7-day retention by AB-group

The bootstrap analysis tells us that there is a high probability that 1-day retention is better when the gate is at level 30. However, since players have only been playing the game for one day, it is likely that most players haven’t reached level 30 yet. That is, many players won’t have been affected by the gate, even if it’s as early as level 30.

But after having played for a week, more players should have reached level 40, and therefore it makes sense to also look at 7-day retention. That is: What percentage of the people that installed the game also showed up a week later to play the game again.

Let’s start by calculating 7-day retention for the two AB-groups.

# Calculating 7-day retention for both AB-groups
df.groupby('version')['retention_7'].mean() 

Output

version
gate_30    0.190201
gate_40    0.182000
Name: retention_7, dtype: float64

Bootstrapping the difference again

Like with 1-day retention, we see that 7-day retention is slightly lower (18.2%) when the gate is at level 40 than when the gate is at level 30 (19.0%). This difference is also larger than for 1-day retention, presumably because more players have had time to hit the first gate. We also see that the overall 7-day retention is lower than the overall 1-day retention; fewer people play a game a week after installing than a day after installing.

But as before, let’s use bootstrap analysis to figure out how certain we should be of the difference between the AB-groups.

# Creating an list with bootstrapped means for each AB-group
boot_7d = [] 
iterations=500 
for i in range(iterations): 
 boot_mean = df.sample(frac=1, replace=True).groupby('version')['retention_7'].mean() 
 boot_7d.append(boot_mean) 

# Transforming the list to a DataFrame 
boot_7d = pd.DataFrame(boot_7d)  

# Adding a column with the % difference between the two AB-groups 
boot_7d['diff'] = ((boot_7d['gate_30']-boot_7d['gate_40'])/boot_7d['gate_40']*100) 

# Ploting the bootstrap % difference 
ax = boot_7d['diff'].plot(kind='density') 
ax.set_xlabel("Difference") 

​# Calculating the probability that 1-day retention is greater when the gate is at level 30
prob = (boot_7d['diff'] > 0).mean()
​
# Pretty printing the probability
print ('probability that 7-day retention is greater when the gate is at level 30 is ' + '{:.1%}'.format(prob))

Output

probability that 7-day retention is greater when the gate is at level 30 is 99.8%

The conclusion

The bootstrap result tells us that there is strong evidence that 7-day retention is higher when the gate is at level 30 than when it is at level 40. The conclusion is: If we want to keep retention high — both 1-day and 7-day retention — we should not move the gate from level 30 to level 40. There are, of course, other metrics we could look at, like the number of game rounds played or how much in-game purchases are made by the two AB-groups. But retention is one of the most important metrics. If we don’t retain our player base, it doesn’t matter how much money they spend in-game.

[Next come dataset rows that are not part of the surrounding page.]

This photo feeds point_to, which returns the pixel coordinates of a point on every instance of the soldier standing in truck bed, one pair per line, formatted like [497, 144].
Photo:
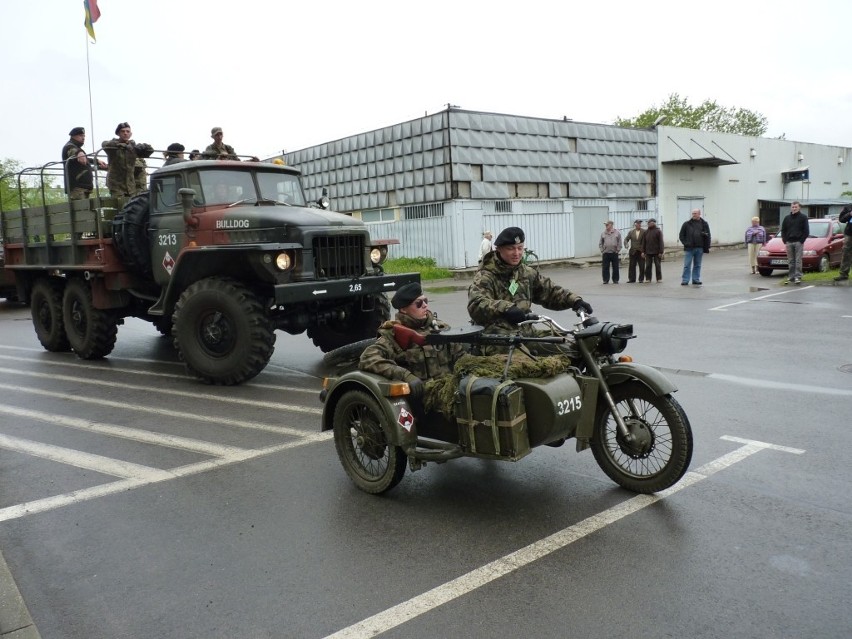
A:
[126, 176]
[218, 150]
[79, 180]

So, why is retention higher when the gate is positioned earlier? One could expect the opposite: The later the obstacle, the longer people are going to engage with the game. But this is not what the data tells us. The theory of hedonic adaptation can give one explanation for this. In short, hedonic adaptation is the tendency for people to get less and less enjoyment out of a fun activity over time if that activity is undertaken continuously. By forcing players to take a break when they reach a gate, their enjoyment of the game is prolonged. But when the gate is moved to level 40, fewer players make it far enough, and they are more likely to quit the game because they simply got bored of it.